Strong opinions don’t need a warning label, only soft ones do. So skip the announcement and just make the point.
Most corporate AI strategies suffer from the same need for labels over substance. They build committees to hide the fact that nobody knows how to actually ship.
Corporate AI has the same problem.
An AI Committee is a Strategy for Doing Nothing
Stop building AI committees. You think that's transformation but it's not.
There are only three ways companies are actually approaching AI right now and two of them are broken.
The AI Committee Model
Looks smart, sounds strategic but does nothing. You’ve seen it:
Head of AI
Central team
Roadmaps, governance, prioritization
What actually happens:
Too far from the work
No one owns outcomes
Bottlenecks everywhere
Endless alignment meetings
You don’t ship anything, you just talk about it. This model produces decks, not results.
The Free-for-All Model
Feels fast, looks scrappy but goes nowhere. Every team runs their own experiments:
Marketing testing tools
Sales trying something else
Support spinning up pilots
What actually happens:
10–15 pilots running at once
No shared data or standards
Tool sprawl
Zero scale
Everyone is “busy” but nothing moves the business. This is just expensive randomness.
The Execution Pod Model
Execution lives in the business, discipline lives in a thin platform layer. Here’s what actually need to happen: AI is not a department, it’s how the work gets done.

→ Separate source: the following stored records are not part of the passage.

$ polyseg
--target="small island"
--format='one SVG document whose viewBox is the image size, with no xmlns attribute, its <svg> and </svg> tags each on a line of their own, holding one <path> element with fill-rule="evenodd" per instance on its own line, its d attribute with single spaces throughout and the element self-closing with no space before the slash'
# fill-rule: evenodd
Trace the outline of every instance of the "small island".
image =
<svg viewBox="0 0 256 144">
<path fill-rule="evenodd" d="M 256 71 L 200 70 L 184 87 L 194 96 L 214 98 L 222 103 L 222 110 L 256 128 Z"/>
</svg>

Sales owns AI for pipeline
Support owns AI for deflection
Marketing owns AI for revenue
Each team runs real deployments tied to real numbers. Then you layer in a small central team, not to control anything, but to enable it. They don’t pick use cases, they don’t run pilots, and they don’t own outcomes. Their job is simple, make it fast and safe for the business to deploy AI that actually runs work.

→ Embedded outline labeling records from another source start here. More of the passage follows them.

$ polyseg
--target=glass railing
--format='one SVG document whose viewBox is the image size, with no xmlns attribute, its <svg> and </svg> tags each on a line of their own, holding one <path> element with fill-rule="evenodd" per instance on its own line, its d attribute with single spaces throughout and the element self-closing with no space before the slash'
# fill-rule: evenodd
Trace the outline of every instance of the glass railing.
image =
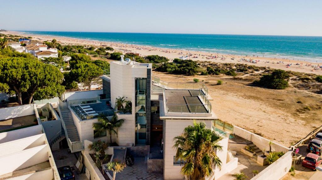
<svg viewBox="0 0 322 180">
<path fill-rule="evenodd" d="M 163 86 L 164 88 L 169 89 L 197 90 L 202 90 L 206 95 L 208 95 L 208 88 L 202 83 L 168 83 L 160 79 L 160 78 L 152 75 L 153 84 L 158 86 Z"/>
<path fill-rule="evenodd" d="M 166 104 L 166 106 L 167 112 L 211 113 L 211 104 Z"/>
<path fill-rule="evenodd" d="M 114 110 L 108 110 L 102 111 L 96 111 L 91 114 L 89 114 L 81 108 L 78 108 L 79 106 L 71 105 L 71 109 L 72 110 L 75 114 L 81 120 L 91 119 L 98 118 L 100 116 L 107 117 L 112 116 L 114 115 Z"/>
<path fill-rule="evenodd" d="M 79 105 L 82 105 L 87 104 L 97 103 L 100 102 L 100 98 L 99 96 L 86 99 L 76 99 L 75 100 L 70 100 L 68 101 L 70 106 L 72 105 L 76 106 Z"/>
</svg>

Most companies are stuck in Model 1 pretending they’re in Model 3. They hired a Head of AI and called it transformation. It’s not. We gotta stop building AI committees and start replacing work.

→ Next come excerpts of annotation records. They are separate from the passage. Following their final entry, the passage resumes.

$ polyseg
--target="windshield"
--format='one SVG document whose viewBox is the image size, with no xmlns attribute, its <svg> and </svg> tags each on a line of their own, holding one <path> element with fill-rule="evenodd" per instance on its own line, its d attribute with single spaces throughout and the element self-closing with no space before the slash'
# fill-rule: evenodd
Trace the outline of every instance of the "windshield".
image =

Committees are designed to protect the status quo, not disrupt it. This is why you see massive "adoption" of tools like Claude but zero impact on the bottom line.
Claude Made You Busy, Not Better
Claude lovers, if everyone’s more productive, why isn’t revenue up? I was on with a company yesterday that’s fully all-in on Anthropic Claude. It’s everywhere. The sales team lives in it, custom skills are built, MCPs are wired into everything, and agents are running around supposedly “doing work.”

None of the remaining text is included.